At the end of the week, the second lifter has squatted a total tonnage of 11,025 lbs.  So who gets bigger?  Who gets stronger?  My money is on athlete #2.

It’s true, none of his squat sessions were as hard as the kid who squatted all out for 3 x15 reps on Monday.  Hard isn’t the point.  He squatted the same volume, with increased loads and his overall force production output was significantly higher.

#5 Biggest Mistake: Too Much Conditioning Work

Don’t get me wrong athletes need to be in shape, but how in shape do your athletes need to be? It’s dependent on the sport and time of year. Look you can’t keep them in peak conditioning and put mass/muscle on them at the same time. Their bodies can only recover from one thing at a time, and they don’t have 20 years of gpp under their belts. If you want to put 20-30lbs on them, stop running them 4xs a week! Their metabolisms are too fast, and most don’t eat as optimally as they should. Are your baseball players running 2 miles, why? Do you run your football players for 30 min a practice then yell at them cause they can’t put on weight? Your strength and conditioning programs should be timed and peak for the competition schedule, allowing them to recover and build strength in the offseason.

#6 Biggest Mistake: Not Teaching Proper Form

I get it you’re a sport coach, not a weight-lifting coach. I don’t know the technical intricacies of your job any more than you know mine.

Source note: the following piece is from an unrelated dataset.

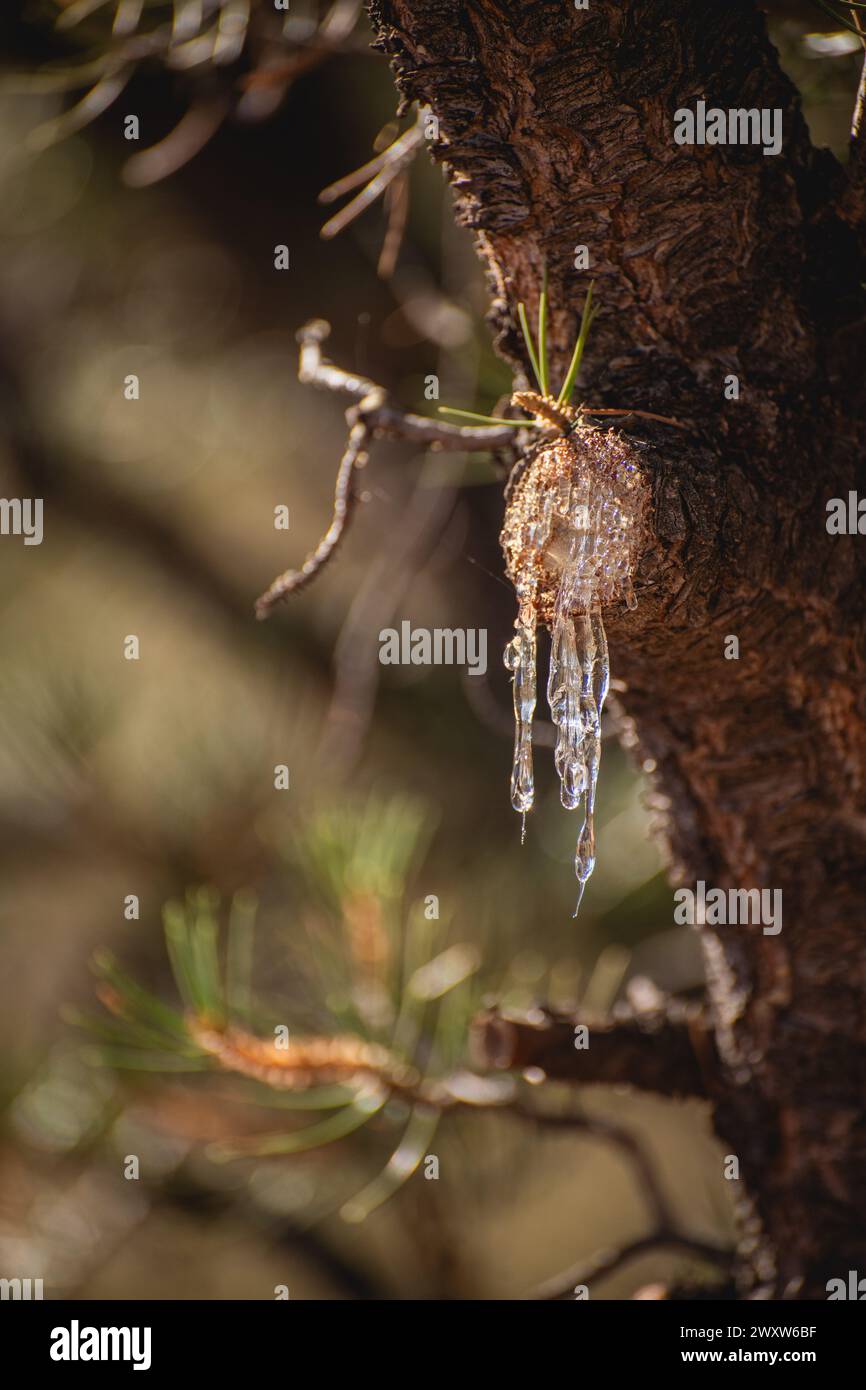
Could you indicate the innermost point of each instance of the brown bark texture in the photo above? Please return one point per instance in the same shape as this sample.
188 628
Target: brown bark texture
556 131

However, your athletes should be able to go near maximal weights safely with proper form. If nobody at the school can teach the technical aspects of the lifts please contact me, I would be more than happy to do a few free clinics. I would rather give up a few hours of my time to ensure they are progressing safely & not coming to me for rehab after the fact.

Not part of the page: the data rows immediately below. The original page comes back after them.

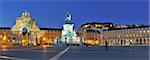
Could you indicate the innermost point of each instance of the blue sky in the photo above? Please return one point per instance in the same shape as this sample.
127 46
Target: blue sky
51 13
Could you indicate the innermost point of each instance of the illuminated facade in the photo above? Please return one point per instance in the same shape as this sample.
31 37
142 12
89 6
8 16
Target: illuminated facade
25 32
124 35
127 36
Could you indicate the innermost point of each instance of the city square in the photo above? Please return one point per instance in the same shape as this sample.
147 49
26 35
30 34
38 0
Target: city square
29 37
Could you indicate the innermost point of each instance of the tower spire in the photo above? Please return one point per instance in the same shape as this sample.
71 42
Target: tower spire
25 14
68 17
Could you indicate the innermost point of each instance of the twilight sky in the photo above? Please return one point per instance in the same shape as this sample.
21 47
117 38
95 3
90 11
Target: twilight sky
51 13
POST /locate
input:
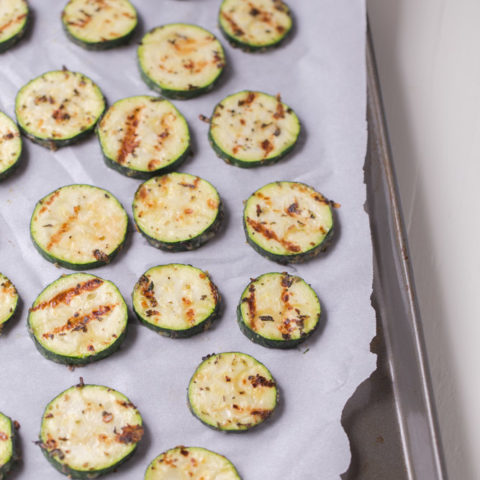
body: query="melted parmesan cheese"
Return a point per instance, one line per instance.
(59, 105)
(232, 391)
(96, 21)
(6, 447)
(10, 143)
(191, 463)
(175, 207)
(8, 299)
(13, 15)
(79, 224)
(256, 22)
(144, 133)
(181, 57)
(175, 297)
(254, 126)
(278, 306)
(82, 427)
(287, 218)
(78, 315)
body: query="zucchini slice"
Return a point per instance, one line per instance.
(288, 222)
(232, 392)
(181, 60)
(250, 129)
(187, 463)
(176, 300)
(79, 226)
(14, 15)
(8, 300)
(278, 310)
(143, 136)
(7, 444)
(58, 108)
(255, 25)
(177, 211)
(78, 319)
(89, 430)
(10, 146)
(98, 25)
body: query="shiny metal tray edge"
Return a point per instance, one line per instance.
(391, 419)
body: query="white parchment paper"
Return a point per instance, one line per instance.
(320, 72)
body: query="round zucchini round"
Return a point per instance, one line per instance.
(185, 463)
(278, 310)
(7, 444)
(255, 25)
(10, 146)
(181, 60)
(79, 226)
(89, 430)
(99, 25)
(177, 211)
(14, 16)
(232, 392)
(288, 222)
(176, 300)
(8, 300)
(58, 108)
(144, 136)
(78, 319)
(250, 129)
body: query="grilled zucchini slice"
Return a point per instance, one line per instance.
(187, 463)
(78, 319)
(176, 300)
(278, 310)
(14, 15)
(250, 129)
(288, 222)
(255, 25)
(89, 430)
(181, 60)
(8, 300)
(79, 226)
(143, 136)
(10, 146)
(177, 211)
(96, 25)
(232, 392)
(58, 108)
(7, 444)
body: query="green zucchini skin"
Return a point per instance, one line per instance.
(202, 326)
(14, 39)
(54, 456)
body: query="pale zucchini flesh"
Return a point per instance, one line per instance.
(79, 226)
(255, 25)
(181, 60)
(176, 300)
(89, 430)
(143, 136)
(99, 24)
(250, 129)
(187, 463)
(58, 108)
(232, 392)
(177, 211)
(288, 222)
(13, 21)
(8, 300)
(78, 318)
(278, 310)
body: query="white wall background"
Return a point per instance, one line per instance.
(428, 54)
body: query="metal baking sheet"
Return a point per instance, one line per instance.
(391, 419)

In closing, this is not a jab & my intent is not to take away or diminish any coach’s records or methods.  I want all athletes in this area to succeed & have the best tools/methods at their disposal. I want this area to be known all over Missouri for producing exceptional athletes regardless of what school they go to.  In the end, would you rather have a basketball team with above average verticals that can dominate the paint? A football team that’s faster & stronger than every other line; a baseball/softball team where athletes have strong legs & hips that can drive balls, steal bases & throw with force & purpose? A volleyball team that has arm power, can jump and controls the net?  Or would you rather have a group of slow undersized kids that have a really good 2 mile run time but no ability to impose their will on the field/court?